The first public hearings of the Disability Abuse Royal Commission have begun in Townsville where witnesses have recounted their stories and experiences of discrimination and stigma.
The four-day inquiry will consider the significance of the United Nations Convention – which recognizes the right of people with disability to education without discrimination.
“The commission recognizes the pervasive and significant effect that adverse education experiences can have on a person’s life journey, particularly so a person with a disability,” Counsel Assisting Dr Kerri Mellifont said.
“Getting education right is the starting point for the prevention of violent abuse, neglect and exploitation and it is the starting point for creating an inclusive society.”The commission’s first witness, AAA, told how her daughter who lives with Down Syndrome was segregated by her school from other students because of her disability.
Assisting Counsel Dr Kerri Mellifont QC speaks
“It was always hard to get her to be included in what was taken for granted by other students,” she told the Commission.
In addition to being abusive, her daughter’s teacher would yell and scream at her.
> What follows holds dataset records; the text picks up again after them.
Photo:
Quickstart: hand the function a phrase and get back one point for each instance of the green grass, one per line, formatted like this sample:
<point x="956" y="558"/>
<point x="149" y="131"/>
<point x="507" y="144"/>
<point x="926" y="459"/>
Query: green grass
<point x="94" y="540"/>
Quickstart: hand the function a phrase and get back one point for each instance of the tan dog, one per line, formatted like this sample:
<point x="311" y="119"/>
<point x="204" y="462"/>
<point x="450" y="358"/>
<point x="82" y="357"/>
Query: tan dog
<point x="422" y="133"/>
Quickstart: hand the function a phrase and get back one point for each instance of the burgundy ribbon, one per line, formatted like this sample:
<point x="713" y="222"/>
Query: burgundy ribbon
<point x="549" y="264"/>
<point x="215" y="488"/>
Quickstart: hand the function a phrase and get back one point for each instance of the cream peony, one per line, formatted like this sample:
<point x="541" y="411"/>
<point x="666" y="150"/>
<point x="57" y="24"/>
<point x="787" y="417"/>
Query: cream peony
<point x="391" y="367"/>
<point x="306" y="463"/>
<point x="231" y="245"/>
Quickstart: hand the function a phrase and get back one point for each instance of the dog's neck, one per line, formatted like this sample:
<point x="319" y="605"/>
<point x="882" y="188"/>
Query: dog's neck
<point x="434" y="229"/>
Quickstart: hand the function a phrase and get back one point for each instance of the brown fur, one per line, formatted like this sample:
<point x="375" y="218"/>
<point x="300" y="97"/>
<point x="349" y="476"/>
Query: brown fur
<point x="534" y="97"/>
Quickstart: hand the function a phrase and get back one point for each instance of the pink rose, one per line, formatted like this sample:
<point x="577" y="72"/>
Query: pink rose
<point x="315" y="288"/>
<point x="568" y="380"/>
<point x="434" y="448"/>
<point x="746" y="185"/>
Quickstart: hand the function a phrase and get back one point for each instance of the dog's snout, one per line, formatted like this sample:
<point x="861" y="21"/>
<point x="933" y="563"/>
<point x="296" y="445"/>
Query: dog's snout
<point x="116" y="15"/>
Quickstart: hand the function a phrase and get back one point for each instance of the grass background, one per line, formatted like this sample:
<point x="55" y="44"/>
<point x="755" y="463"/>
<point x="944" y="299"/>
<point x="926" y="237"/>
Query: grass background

“It became really obvious that my daughter was petrified and didn’t want to go to school,” Witness AAA said.
“We spent the next week in recovery mode, trying to get her to the point where she wasn’t screaming and bawling her eyes out for most of the day, and working out what our options where.”
“That’s when we decided that we had to move schools.”
Dr Lisa Bridle, a senior consultant for Community Resource Unit, told the commission about the prevalence of ‘gatekeeping’ in education, when mainstream schools introduce barriers to enrolment to discourage parents of disabled students.
“When students approach a regular school, a lot of advice [is] that the correct enrolment would be enrolment at a special school rather than at the local neighbourhood school.”
“The things that are said to families are, We don’t cater to students with this level of disability, we don’t have the resources, we can’t ensure your child will be safe.”Greens Senator Jordan Steele-John was present at the hearing, having pushed for a Royal Commission in Australia’s treatment of disabled people for over eighteen months.
Australian Greens Senator Jordon Steele-John celebrates after the passing of the motion on the Disability Abuse Royal Commission Source: AAP
"Australia is failing disabled children and their families," he said. "We are segregating disabled kids and we are doing it with public money."
"Since the millennium, we've gone backwards [and] what we see hear is a culture that normalizes the abuse of disabled kids."
When the first set of hearings conclude on Thursday, two commissioners will travel to Palm Island-bwgcolman, 57 kilometres northeast off the coast from Townsville, to talk to residents about their experiences of abuse and neglect.
There will also be hearings in 2020 focusing on the testimonies of Aboriginal and Torres Strait Islanders.
Chair of the Commission Ronald Sackville QC says the commission is “conscious of the need to take into account the multiple and cumulative form of disadvantage that often affects people with disability.”
“This is perhaps most obvious in the case of First Nations people with disability, particularly those in remote communities,” he said.
“Research and information thus far has indicated that segregation from the mainstream classroom has a compounding effect on First Nations’ students with disability,” Dr Mellifont said.
“First Nations and culturally and linguistically diverse parent’s families may already be experiencing racial discrimination in trying to engage with the school in seeking support.”